文月瑠衣は、純粋な人間ではない。
陰妖子(カゲヤシ)と呼ばれる吸血種族と人間のハーフである彼女は、見た目は人間に変わりない(カゲヤシそのものも人間にしか見えない)。彼らは吸血鬼であるというのに血を得る必要はないらしく、姿形だけでなく言語や食事、ファッションセンスまで人間と同じなのだ。人間と違うところなんて、外傷の治癒するスピードが尋常ではない点、肌に大量の陽を浴びると焼けて灰になってしまう吸血鬼特有の身体を持つ点、腕力などが人間の数倍以上ある点ぐらいだ。後はほぼ人間と同じ。いや、むしろ人間よりも寛容な心を持っており、短気な性格ではないのである(例外も何人かいたけど)。ちなみに、カゲヤシの血を人間が飲むと、その人間の身体はカゲヤシと化してしまう。
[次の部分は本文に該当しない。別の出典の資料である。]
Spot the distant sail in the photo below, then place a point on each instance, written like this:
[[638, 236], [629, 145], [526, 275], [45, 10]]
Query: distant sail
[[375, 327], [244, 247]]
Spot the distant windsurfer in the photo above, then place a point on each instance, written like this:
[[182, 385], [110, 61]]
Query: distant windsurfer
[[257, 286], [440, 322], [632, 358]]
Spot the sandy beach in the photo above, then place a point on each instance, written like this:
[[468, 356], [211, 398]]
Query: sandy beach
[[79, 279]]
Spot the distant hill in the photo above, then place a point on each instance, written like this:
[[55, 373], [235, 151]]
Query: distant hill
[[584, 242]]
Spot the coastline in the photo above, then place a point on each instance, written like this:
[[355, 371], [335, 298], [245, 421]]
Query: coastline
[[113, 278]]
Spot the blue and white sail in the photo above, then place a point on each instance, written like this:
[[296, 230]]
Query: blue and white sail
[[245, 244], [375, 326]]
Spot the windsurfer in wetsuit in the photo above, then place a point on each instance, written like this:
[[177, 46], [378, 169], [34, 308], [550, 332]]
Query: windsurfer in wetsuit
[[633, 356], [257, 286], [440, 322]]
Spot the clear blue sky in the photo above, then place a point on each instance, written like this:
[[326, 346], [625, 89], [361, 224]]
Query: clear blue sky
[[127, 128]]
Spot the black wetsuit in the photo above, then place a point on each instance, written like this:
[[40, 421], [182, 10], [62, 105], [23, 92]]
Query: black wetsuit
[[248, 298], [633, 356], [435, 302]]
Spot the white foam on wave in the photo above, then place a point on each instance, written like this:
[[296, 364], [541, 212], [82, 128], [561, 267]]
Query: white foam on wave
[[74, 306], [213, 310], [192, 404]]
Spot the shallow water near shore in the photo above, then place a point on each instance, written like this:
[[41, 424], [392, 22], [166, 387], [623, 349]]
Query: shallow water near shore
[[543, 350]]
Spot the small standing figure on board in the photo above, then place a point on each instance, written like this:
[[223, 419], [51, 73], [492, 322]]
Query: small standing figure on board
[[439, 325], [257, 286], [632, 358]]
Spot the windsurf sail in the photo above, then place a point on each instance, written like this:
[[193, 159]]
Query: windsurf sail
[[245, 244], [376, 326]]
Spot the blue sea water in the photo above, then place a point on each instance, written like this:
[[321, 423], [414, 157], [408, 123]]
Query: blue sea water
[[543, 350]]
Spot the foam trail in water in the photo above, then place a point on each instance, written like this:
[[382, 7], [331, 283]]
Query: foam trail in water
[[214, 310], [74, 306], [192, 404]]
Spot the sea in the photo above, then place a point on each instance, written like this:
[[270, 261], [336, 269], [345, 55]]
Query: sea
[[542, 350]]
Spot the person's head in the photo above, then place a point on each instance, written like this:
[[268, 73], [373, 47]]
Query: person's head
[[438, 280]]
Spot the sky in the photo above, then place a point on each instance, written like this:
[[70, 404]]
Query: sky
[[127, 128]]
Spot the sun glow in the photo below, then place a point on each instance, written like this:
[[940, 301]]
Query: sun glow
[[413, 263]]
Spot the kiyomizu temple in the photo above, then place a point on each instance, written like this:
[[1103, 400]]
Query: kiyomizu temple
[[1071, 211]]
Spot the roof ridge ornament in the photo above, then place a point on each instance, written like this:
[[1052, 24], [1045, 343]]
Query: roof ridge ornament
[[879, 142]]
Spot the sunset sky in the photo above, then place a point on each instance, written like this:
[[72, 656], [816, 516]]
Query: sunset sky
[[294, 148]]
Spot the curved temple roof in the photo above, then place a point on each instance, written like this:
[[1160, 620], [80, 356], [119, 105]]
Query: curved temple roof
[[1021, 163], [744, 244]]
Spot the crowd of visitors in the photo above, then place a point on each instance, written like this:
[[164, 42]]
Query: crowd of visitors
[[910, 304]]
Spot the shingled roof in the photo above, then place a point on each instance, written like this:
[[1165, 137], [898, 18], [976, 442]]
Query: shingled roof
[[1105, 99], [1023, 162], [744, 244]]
瑠衣と会話をしていても、「ああ、こいつ人間じゃないな」なんて思う事はないし、むしろ話していて飽きを感じない(俺が瑠衣に好意を抱いているから、そういう意向になっているのかも知れないけど)。
だが、人間とカゲヤシは敵対していた。
瑠衣の母親は、妖主と呼ばれるカゲヤシ達のトップだ。しかし、瑠衣の「人間と共生する考え」に対し、妖主の「人間と敵対する考え」が相容れなかった為、互いに衝突し、最後には俺と瑠衣が双方の想いを確かめ合い、協力して妖主を倒した。その後は、人間勢力で正義の味方的立場だと思われていたNIROという組織を動かしていた男――瀬嶋隆二が、本性をさらけ出した。瀕死だった妖主の血を奪い、超人と化した瀬嶋は、俺との一騎打ちに破れ、野望虚しく灰となった。人間とカゲヤシの共生を夢見る少女――文月瑠衣の完全勝利である。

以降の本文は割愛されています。